TCGA-lung: please share the training-validation / test split #67

Closed GeorgeBatch closed 4 months ago

GeorgeBatch commented 1 year ago

Hi Bin,

I got the summary of what you kindly made available:

Can you please share which subset of the patches (which WSIs) you used to train the Embedder? I would like to try a different aggregation model on the same TCGA multiscale features. But it would only make sense to train-validate the model on the same train-validation set as you did and test the model on a separate test set since, as I understand, during the SimCLR pre-training, you have exposed the embedder only to the train-validation portion of the TCGA and kept the test set truly unseen even to an embedder.

Many thanks, George

GeorgeBatch commented 1 year ago

Downloading the zip files:

When downloading the TCGA Multiscale features, I clicked "download" from Chrome. The zip file, however, was downloaded as 13 different zip archives for me. It was too big to download all at the same time.

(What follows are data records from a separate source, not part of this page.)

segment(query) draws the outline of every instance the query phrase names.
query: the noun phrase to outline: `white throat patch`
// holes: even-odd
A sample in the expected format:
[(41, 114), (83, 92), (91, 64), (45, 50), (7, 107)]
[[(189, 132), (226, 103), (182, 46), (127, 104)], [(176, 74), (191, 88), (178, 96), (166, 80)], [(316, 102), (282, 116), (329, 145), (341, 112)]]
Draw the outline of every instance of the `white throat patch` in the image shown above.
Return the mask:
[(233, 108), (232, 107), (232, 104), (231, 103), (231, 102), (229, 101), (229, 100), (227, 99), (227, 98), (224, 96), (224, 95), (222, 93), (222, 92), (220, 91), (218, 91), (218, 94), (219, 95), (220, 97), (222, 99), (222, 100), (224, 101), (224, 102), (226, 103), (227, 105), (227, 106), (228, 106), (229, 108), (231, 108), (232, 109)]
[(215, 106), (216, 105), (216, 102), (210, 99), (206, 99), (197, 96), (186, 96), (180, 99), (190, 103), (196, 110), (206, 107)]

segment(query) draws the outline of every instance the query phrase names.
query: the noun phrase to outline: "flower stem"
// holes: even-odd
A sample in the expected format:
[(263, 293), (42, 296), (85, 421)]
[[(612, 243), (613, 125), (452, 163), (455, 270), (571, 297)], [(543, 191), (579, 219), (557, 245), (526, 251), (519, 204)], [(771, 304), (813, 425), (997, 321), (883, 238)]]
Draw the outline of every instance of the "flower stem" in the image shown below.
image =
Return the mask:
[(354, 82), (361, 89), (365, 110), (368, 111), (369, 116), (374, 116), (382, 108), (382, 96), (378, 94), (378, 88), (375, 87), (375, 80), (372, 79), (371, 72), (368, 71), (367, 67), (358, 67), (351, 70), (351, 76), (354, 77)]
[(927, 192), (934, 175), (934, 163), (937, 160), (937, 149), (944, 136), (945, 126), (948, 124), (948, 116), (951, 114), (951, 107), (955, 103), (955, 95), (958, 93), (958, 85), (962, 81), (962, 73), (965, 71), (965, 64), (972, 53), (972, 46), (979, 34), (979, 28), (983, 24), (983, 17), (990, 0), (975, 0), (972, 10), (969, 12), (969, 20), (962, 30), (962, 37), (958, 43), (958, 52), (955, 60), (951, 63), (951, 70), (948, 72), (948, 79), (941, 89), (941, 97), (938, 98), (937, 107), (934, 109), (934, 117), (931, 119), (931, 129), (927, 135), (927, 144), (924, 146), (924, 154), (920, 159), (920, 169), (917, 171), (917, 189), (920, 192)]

Download TCGA multiscale patches failed for me. It is 60GB, and the download was interrupted every time I tried to download it.

da-nial commented 7 months ago

Hi @GeorgeBatch Hope you're doing well. Did you by any chance find out the train/validation/test split that was used to train the TCGA embedder? I contacted Bin, but unfortunately, they don't remember this as it was far in the past.

Thanks in advance.

GeorgeBatch commented 4 months ago

Hi @da-nial, unfortunately, I got the same reply. I am working under the assumption that the test set specified here was not used in the self-supervised training. So, I used the same split in my experiments when using the self-supervised feature extractor.